The study, led by academics at the University of York, looked at the attainment of pupils who enrolled on medical degrees from the country’s best and worst performing secondaries.
Disadvantaged pupils from poorly performing schools, even those who matched the top A level grades achieved by those from the best schools, went on to do better academically, it found.
The research, published today, comes as Oxford University faces criticism for failing to open up places to students from diverse backgrounds, with just 11 per cent of its undergraduates coming from disadvantaged areas.
While some universities such as Birmingham and Kings College London have already trialled grade discounting, the authors of the report are calling for medical school entry criteria to be relaxed for all pupils applying from low-performing schools.
“This study suggests that relaxing A Level grade entry requirements for students from the worst performing secondary schools is beneficial,” said Lazaro Mwandigha, lead author from the Department of Health Sciences at the University of York. “Although there are important further questions about how to fairly classify schools, the study demonstrates that these students are, on average, just as able to keep up with the pace of a medical degree.”

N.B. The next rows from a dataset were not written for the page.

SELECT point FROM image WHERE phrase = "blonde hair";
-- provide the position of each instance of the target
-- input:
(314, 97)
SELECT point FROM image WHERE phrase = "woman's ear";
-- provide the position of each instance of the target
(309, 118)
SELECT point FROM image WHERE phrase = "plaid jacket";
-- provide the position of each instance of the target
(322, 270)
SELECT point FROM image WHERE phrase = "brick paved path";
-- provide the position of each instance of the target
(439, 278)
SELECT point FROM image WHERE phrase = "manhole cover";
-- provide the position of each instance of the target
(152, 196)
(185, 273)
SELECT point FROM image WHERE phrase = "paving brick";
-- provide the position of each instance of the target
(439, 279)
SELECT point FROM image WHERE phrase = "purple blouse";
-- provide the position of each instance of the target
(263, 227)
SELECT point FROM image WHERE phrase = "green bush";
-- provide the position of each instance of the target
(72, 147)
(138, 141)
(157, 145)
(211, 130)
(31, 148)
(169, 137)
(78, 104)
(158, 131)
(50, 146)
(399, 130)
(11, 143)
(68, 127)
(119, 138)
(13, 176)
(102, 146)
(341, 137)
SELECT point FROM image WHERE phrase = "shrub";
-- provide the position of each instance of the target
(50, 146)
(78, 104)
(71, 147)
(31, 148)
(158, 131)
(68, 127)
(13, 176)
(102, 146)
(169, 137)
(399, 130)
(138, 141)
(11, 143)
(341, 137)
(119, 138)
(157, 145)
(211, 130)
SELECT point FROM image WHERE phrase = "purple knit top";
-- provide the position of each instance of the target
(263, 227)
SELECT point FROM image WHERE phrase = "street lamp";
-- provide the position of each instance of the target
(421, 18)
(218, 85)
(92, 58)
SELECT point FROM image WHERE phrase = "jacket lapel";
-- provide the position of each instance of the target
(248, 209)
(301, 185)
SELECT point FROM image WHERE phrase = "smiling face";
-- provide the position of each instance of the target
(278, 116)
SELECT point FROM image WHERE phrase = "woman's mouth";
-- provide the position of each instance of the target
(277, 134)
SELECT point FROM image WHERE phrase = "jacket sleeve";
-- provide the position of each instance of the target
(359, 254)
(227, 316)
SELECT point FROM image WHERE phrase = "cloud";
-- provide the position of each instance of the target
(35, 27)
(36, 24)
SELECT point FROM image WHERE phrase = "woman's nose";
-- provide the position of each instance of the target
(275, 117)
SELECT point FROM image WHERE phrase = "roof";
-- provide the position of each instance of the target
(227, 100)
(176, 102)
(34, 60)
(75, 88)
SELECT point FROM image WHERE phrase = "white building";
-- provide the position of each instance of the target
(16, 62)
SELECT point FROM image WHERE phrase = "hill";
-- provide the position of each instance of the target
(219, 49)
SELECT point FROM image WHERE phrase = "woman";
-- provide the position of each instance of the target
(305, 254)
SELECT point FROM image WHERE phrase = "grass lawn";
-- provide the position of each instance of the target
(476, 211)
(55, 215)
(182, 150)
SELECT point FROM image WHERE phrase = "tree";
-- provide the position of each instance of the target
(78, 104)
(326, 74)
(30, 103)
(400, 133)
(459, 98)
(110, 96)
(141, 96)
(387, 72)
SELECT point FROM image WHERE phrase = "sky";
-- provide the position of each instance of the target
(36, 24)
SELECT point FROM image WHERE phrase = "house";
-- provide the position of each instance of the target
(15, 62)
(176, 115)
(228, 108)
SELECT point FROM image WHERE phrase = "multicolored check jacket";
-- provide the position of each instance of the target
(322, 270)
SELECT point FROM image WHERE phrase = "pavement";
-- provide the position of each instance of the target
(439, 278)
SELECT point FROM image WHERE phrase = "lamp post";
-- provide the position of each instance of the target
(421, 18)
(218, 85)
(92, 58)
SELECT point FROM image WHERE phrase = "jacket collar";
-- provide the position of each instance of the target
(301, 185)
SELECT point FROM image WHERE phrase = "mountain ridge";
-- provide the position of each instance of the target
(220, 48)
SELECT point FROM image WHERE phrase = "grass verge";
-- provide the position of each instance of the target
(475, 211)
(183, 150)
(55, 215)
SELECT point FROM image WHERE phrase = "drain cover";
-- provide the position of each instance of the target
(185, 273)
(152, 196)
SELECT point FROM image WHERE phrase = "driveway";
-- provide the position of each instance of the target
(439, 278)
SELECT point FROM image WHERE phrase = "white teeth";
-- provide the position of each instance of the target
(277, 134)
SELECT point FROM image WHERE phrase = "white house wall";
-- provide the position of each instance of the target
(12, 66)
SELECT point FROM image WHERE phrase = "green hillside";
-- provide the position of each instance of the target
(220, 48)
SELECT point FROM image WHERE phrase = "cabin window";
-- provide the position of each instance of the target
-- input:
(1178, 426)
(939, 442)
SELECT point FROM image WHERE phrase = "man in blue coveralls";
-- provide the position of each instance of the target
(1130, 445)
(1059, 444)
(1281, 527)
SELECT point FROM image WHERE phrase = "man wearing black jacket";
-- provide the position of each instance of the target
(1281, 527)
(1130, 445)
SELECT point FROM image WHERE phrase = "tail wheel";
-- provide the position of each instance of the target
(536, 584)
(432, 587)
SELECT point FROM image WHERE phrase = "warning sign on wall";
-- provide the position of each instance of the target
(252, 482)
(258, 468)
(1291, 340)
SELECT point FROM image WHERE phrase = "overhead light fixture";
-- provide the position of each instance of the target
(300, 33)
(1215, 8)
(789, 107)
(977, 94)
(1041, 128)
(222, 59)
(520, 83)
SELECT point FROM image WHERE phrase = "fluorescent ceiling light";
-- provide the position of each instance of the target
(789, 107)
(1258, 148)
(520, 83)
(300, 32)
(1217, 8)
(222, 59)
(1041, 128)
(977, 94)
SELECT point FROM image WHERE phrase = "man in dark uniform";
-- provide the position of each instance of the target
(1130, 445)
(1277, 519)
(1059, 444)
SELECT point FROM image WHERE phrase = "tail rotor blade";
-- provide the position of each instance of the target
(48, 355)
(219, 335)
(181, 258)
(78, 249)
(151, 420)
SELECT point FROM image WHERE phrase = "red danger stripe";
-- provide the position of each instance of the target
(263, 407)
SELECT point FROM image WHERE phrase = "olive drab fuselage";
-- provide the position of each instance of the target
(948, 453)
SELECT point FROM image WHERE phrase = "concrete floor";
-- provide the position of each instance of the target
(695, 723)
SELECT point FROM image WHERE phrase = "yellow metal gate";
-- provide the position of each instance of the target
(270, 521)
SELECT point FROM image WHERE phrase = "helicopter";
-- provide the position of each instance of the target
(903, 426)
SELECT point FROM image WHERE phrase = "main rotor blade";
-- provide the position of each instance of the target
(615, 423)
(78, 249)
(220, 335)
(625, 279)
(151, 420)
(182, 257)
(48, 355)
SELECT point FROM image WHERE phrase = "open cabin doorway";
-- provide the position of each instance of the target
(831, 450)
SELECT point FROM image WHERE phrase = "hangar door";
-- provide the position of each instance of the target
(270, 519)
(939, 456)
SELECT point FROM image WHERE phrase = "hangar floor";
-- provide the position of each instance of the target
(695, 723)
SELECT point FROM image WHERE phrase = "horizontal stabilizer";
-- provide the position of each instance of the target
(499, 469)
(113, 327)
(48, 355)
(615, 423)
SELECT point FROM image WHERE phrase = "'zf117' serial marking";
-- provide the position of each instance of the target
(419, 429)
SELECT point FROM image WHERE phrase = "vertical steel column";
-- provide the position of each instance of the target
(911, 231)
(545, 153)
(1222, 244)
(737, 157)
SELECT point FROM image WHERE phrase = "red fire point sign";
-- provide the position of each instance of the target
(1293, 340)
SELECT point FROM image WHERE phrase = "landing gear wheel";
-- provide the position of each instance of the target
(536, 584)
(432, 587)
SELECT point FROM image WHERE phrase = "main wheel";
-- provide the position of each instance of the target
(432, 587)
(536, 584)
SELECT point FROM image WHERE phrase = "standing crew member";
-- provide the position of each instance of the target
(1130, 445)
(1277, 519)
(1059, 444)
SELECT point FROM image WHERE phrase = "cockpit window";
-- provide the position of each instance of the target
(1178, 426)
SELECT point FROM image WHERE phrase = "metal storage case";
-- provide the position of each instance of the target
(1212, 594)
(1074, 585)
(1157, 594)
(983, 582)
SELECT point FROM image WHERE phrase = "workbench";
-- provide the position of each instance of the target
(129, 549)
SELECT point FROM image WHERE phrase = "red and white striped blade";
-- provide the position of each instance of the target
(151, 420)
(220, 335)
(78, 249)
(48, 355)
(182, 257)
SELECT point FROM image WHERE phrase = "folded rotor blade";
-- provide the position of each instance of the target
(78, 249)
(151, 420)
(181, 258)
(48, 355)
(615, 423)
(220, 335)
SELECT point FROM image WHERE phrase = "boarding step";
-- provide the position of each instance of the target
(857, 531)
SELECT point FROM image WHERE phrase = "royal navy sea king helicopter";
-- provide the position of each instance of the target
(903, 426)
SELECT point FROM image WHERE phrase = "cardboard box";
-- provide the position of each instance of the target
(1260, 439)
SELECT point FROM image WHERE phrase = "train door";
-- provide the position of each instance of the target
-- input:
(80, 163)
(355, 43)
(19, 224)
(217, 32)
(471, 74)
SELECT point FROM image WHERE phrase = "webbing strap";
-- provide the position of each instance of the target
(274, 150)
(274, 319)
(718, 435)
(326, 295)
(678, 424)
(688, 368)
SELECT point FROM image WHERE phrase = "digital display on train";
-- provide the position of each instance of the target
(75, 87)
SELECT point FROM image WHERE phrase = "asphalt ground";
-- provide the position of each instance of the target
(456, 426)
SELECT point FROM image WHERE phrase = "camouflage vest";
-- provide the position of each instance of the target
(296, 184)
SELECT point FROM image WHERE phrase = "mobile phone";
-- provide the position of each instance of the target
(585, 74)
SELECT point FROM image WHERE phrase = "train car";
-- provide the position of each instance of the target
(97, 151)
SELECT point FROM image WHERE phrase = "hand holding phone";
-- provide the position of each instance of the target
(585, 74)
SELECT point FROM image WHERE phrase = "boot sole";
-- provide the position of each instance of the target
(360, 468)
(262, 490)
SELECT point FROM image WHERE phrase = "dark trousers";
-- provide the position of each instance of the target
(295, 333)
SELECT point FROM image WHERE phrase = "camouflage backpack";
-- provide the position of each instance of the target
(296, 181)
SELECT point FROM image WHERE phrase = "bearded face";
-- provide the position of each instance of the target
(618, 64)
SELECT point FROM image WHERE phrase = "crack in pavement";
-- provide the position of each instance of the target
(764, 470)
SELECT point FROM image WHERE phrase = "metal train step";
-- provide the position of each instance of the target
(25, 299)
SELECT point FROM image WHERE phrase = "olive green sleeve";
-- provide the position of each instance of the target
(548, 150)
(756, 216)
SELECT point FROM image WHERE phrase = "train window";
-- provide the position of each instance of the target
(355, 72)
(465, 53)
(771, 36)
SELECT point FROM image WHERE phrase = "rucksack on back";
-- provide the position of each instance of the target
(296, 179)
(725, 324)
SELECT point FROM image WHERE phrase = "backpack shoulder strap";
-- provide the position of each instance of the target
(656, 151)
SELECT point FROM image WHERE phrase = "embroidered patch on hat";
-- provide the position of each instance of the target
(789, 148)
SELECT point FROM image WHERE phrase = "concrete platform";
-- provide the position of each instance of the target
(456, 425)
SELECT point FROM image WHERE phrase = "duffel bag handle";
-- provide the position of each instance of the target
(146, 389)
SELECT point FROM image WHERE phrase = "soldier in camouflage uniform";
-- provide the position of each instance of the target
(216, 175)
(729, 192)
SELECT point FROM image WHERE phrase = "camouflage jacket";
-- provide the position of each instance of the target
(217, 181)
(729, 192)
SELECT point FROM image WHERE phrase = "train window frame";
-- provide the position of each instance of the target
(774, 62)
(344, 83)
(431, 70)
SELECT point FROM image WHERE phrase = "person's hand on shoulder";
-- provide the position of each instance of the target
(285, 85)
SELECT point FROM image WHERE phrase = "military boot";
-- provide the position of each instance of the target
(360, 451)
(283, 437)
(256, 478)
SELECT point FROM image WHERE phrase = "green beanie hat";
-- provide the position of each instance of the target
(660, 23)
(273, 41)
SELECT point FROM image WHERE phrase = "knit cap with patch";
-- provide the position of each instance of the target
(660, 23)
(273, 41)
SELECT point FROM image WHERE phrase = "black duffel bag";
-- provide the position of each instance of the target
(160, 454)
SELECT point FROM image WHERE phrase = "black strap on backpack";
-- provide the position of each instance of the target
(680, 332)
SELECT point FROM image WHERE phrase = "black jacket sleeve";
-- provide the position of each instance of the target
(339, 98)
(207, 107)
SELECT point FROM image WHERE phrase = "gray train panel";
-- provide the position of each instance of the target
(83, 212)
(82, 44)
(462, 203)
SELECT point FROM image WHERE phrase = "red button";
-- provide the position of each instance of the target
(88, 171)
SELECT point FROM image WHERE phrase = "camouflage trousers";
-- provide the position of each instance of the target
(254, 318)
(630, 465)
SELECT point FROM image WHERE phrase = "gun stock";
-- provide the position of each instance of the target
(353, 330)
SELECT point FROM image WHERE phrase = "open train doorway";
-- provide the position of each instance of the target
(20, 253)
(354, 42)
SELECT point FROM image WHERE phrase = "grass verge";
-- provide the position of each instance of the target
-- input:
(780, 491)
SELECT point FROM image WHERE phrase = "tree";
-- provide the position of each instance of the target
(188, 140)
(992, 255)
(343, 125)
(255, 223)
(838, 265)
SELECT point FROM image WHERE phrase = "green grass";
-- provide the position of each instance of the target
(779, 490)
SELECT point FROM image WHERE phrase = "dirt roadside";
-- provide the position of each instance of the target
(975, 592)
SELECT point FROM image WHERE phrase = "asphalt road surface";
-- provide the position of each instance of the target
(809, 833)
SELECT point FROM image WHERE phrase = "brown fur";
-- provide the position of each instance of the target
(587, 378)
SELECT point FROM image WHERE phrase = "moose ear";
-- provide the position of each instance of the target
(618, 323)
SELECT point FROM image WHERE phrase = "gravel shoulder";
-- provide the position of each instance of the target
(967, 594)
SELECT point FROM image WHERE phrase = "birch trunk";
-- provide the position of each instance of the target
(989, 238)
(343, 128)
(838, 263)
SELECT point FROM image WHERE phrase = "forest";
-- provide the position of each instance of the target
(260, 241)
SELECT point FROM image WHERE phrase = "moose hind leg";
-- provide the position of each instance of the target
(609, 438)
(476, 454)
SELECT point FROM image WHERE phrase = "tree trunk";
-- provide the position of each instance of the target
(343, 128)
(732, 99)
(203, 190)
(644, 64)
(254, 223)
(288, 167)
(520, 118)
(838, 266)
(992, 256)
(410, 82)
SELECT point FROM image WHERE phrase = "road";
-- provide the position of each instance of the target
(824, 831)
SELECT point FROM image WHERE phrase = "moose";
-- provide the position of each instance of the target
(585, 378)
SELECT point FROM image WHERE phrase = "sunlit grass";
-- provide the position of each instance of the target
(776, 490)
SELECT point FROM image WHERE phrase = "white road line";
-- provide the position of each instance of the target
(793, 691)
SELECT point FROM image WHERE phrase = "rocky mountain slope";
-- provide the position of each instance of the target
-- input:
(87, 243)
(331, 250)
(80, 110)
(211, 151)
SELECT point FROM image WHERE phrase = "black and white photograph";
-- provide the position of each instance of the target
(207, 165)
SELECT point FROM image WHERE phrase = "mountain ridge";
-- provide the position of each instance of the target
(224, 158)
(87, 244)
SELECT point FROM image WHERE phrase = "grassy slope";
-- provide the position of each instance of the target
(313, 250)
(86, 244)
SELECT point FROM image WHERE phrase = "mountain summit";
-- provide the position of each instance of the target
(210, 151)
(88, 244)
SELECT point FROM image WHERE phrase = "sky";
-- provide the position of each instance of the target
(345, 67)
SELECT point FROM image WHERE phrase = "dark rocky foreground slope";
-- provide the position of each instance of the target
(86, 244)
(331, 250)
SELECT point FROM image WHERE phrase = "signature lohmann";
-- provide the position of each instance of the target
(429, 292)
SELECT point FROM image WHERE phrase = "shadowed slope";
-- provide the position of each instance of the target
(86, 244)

The study, carried out with partners at the Universities of Dundee and Durham, analysed data from UK medical degree courses and the Department for Education.
There is fierce competition to study medicine in the UK, the university has said, with an average of 11 to 12 applications per place offered and an expectation that students will achieve the highest grades. And, despite just five per cent of children in the UK going to private school, half of medical degree places are filled by students who attended selective schools.
Supervising author Dr Paul Tiffin said the study provided robust evidence that grade discounting is justified, adding that widening access to medical degrees would benefit the UK’s health services.
“At the moment around 20 per cent of UK schools are providing 80 per cent of our medical students so A Level achievement should be viewed in terms of the context in which a pupil learns in order to help increase fairness and widen participation in medicine,” he said. “The NHS needs more doctors from under-represented minority groups. Having doctors from a wider range of backgrounds would enable health professionals to better understand and meet the UK’s diverse healthcare needs.”
Clare Owen, assistant director of the Medical Schools Council, said the research was significant.
“The Medical Schools Council recognises the benefits of admissions which take applicants’ backgrounds into account and this year published a guide which collects together the best practice of medical schools as they implement contextual admissions,” she said. “Each medical school must decide on the best approach for its circumstances and this research will help them by making a significant contribution to the evidence base.”
The research comes as Oxford University faces criticism over diversity, with just 11 per cent of undergraduates from disadvantaged areas, and 18 per cent identifying as black or ethnic minority. This is an improved picture from 2013, when those figures were 7 per cent and 14 per cent respectively, but Labour MP David Lammy has criticised progress as “glacial”.
“The truth is that Oxford is still a bastion of white, middle class, southern privilege,” he told the BBC Radio 4 Today programme, as Samina Khan, director of undergraduate admissions, said the university was working hard to change, doubling its UNIQ spring and summer schools.